-- Слушайте, тогда поймете, -- отвечал Чунка, -- помните строчки:
Я дал ему злата и продлял его.
И верного позвал раба своего.
Я всегда на этом месте спотыкался. Я думал, как это может быть? Пушкин
всю жизнь сам боролся с рабством, за это царь его выслал к бессарабцам, где
он и встретил свою блядовитую гречанку. И он же содержит раба? Тут что-то не
то! Значит, Пушкин вынужден был так написать и в то же время дает намек, что
надо понимать эту строчку по-другому. И тогда я еще одну ошибку заметил в
этой строчке. Почему он вместо позвал, говорит позвал, как малограмотный
эндурец? Опять дает намек, что эту строчку не так надо понимать.
Ведь мы через историю знаем, что Пушкин создал русский культурный язык.
До Пушкина русские люди говорили на деревенском языке. Вроде современных
кубанцев. Они не говорили: "Арбуз!" Они говорили: "Кавун!" -- как кубанцы
говорят. Теперь вы у меня спросите: неужели царь и его придворные князья
тоже говорили, как современные кубанцы? Отвечаю. Они вообще по-русски не
говорили. Они говорили по-французски. Так было принято тогда.
И вот в одной строчке две грубые ошибки. Пушкин говорит, что содержит
раба, и это говорит человек, который крикнул на всю Россию:
Здесь рабство тощее влачится по браздам...
Нет, это не значит, что тогда на крестьянах пахали, как на быках. Но
это значит, что народ содержали в унизительном рабском виде. И я понял, что
Пушкин, певец свободы, это сделал нарочно, чтобы остановить на этом месте
внимание потомков. Я долго, долго ломал голову, и вдруг, как молния,
сверкнула отгадка. И сразу все стало ясно.

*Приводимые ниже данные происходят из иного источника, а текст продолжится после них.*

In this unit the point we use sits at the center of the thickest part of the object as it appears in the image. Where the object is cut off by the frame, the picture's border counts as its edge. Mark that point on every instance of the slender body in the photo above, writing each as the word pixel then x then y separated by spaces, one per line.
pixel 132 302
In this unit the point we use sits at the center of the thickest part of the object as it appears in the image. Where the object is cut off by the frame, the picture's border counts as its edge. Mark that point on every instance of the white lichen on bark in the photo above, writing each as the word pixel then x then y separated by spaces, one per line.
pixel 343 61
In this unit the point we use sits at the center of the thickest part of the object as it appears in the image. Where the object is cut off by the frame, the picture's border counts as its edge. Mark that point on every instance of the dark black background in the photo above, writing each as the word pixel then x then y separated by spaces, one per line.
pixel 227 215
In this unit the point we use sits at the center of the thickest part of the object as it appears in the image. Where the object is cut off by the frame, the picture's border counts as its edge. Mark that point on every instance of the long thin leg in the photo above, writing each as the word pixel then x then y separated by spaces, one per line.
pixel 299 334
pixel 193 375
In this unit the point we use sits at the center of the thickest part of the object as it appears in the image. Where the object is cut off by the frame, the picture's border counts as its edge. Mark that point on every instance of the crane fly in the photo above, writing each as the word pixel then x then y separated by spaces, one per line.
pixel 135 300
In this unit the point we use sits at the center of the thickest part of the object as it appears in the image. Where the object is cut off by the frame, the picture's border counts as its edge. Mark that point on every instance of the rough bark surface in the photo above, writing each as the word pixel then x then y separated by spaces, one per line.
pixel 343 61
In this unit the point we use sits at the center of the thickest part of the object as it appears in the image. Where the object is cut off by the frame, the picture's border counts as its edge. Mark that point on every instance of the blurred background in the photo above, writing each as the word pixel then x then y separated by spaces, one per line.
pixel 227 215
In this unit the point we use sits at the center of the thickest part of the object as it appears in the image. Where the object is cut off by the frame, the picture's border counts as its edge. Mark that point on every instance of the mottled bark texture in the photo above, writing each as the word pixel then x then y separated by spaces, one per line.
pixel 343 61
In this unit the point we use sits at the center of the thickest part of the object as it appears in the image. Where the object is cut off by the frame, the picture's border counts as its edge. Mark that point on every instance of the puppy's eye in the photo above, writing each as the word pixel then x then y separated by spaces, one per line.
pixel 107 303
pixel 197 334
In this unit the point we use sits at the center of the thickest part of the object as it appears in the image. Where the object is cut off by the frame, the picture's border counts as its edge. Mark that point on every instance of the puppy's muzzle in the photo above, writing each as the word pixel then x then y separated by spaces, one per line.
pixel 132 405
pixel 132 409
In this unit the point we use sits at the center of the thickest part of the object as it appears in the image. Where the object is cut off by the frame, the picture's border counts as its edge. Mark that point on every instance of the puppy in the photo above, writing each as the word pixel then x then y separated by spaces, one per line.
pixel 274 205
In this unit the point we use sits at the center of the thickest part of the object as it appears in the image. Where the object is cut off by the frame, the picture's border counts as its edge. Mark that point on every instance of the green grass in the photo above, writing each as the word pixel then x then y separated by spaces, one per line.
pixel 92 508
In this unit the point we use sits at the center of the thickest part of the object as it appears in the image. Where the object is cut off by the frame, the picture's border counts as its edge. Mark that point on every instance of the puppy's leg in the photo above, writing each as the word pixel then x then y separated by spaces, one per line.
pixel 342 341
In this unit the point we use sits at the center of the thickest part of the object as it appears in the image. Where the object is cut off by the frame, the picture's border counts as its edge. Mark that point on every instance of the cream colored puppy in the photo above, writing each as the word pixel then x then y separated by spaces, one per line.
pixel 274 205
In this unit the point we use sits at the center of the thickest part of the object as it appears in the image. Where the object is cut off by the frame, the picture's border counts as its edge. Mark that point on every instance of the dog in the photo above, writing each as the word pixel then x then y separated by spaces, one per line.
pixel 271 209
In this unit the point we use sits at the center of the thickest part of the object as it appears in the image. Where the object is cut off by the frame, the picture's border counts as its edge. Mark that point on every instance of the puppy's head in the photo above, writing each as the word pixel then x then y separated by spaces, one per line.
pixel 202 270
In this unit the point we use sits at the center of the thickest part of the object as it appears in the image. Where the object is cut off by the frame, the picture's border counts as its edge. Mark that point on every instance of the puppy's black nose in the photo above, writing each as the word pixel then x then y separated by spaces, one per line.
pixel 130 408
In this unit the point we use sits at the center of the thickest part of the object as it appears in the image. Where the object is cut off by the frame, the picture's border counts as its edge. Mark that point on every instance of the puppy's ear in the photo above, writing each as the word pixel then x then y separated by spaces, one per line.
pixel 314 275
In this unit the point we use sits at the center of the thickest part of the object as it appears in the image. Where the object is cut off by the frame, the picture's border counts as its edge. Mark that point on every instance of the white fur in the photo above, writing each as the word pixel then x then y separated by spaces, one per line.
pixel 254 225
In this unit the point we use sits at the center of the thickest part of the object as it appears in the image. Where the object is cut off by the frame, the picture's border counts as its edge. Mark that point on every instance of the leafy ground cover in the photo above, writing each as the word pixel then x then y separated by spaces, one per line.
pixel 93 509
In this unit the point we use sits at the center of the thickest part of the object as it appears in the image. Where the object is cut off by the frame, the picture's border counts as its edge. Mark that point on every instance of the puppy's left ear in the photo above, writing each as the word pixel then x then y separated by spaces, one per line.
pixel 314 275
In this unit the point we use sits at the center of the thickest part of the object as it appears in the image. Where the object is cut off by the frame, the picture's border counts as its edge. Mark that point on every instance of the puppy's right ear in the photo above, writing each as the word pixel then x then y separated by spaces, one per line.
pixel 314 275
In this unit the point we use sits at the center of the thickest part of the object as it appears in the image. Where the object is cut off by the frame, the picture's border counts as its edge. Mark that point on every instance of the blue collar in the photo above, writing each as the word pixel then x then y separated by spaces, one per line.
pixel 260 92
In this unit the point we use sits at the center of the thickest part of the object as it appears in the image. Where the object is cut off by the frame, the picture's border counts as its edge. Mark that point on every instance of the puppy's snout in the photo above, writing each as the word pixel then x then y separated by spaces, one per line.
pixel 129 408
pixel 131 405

Строчку надо понимать так:
Я дал ему злата и проклял его.
И верного брата позвал своего.
Пушкин нарочно для рифмы слово оставил. Брата -- злата -- рифма
называется. Рифма -- это когда слова чокаются, как мы чокаемся стаканами,
когда хотим дружно выпить.
У Пушкина был младший брат. Лева звали. Оказывается, младший брат тайно
приехал к нему в Бессарабию. Может, Пушкин через кого-то попросил: "Пусть
братик приедет, скучаю". Может, брат сам приехал. И Пушкин, когда поскакал
мстить гречанке и ее армянскому хахалю, взял с собой младшего брата. Тогда
принято было мужеству учить младшего брата. Но тогда он так написать не мог,
чтобы от жандармерии скрыть фактические данные. Главный жандарм России,
Бенкендорф звали, вроде нашего Лаврентия, Пушкина ненавидел. И он, прочитав
стихотворение "Черная шаль", не мог не попытаться установить, как Пушкин
убил гречанку и ее хахаля. Но Пушкин так все замаскировал, что Бенкендорф
запутался, концы не мог найти.
Ищут раба. Нет раба. Люди, близко знающие семью Пушкина, говорят: "У
них в семье содержать раба вообще не принято! У Пушкина и дядя поэт. А
старушку Арину Родионовну он любит больше родной матери".
Ищут родственников убитой гречанки -- не могут найти. Может, она была
одинокая. Может, родственники после такого случая тихо снялись и уехали к
себе в Грецию. И Бенкендорф ничего не мог сделать. В те времена, чтобы
арестовать человека, доказательства требовались. Это вам не тридцать
седьмой! Докажи -- тогда арестуй!
И вот Пушкин замаскировал строчку так, чтобы современники не поняли, а
кто-то из потомков открыл, как в действительности все происходило. И я это
открытие сделал.
-- Но, Чунка, -- удивлялись ошеломленные представители районной
молодежи, -- наверное, в Москве какая-то комиссия есть по таким делам?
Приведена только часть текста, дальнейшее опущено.